= John Crawford (Wisconsin politician) =

American politician

John Crawford (December 4, 1792 - March 8, 1881) was an American pioneer and politician.

Crawford was born in Worcester, Massachusetts to William Crawford and Mary Sampson. When his mother died in 1810, his father and family moved to Chester, Vermont. Crawford himself moved to St. Lawrence County, New York, where he worked for local farmers. Soon after he worked rafting spars in Quebec.

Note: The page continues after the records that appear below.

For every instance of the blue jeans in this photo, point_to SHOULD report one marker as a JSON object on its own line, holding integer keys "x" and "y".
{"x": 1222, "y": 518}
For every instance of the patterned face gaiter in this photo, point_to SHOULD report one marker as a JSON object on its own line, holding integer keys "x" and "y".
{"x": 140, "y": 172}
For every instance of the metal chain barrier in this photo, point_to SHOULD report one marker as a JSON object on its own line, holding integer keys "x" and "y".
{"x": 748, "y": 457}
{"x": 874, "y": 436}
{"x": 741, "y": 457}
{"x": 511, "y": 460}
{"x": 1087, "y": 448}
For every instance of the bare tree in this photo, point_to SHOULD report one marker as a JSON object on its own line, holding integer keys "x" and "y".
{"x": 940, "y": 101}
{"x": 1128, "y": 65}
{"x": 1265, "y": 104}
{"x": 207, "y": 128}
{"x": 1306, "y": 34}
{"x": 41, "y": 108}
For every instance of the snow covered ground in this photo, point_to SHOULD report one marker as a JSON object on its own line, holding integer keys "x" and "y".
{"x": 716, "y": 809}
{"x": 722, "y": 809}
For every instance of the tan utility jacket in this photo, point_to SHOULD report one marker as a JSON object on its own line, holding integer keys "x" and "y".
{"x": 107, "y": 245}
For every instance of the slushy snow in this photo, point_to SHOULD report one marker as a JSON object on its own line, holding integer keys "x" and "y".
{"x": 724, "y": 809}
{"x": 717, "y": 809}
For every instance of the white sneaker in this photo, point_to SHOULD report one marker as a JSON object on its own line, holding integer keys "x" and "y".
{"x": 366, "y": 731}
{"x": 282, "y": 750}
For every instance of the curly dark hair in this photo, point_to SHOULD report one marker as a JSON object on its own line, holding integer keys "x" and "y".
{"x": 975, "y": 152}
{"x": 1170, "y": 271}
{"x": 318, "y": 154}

At the outbreak of the War of 1812, Crawford went to Waddington, New York to join the New York militia. He married Mary Ann Kittenhouse in 1814. In 1834, President Andrew Jackson appointed him inspector of revenue for the Oswegatchie district, headquartered in Waddington.

Crawford journeyed west in 1836, first moving to Michigan City, Indiana. While there, he purchased a steamer named Detroit on behalf of a steamship company. He then ran the steamer on trips between Milwaukee, Racine, Kenosha, Chicago, and Michigan City. When the Detroit wrecked off the coast of Kenosha, Byron Kilbourn hired Crawford to run a steamer in the Milwaukee harbor, the Badger. Soon after, Crawford settled in the town of Wauwatosa.

Once settled in Milwaukee County, Crawford became involved in local civic life. He took the 1840 census in Wauwatosa, and was elected county coroner in 1841. Crawford was elected to the territorial legislature in 1845 and represented Milwaukee County at the 1846 Wisconsin Constitutional Convention. He was elected to the Wisconsin State Assembly in 1854. In 1866 he was a Milwaukee County supervisor. Towards the end of his life, he was given the honor of placing the cornerstone of the new Milwaukee County Courthouse, at present-day Cathedral Square Park, in 1873. He died in 1881.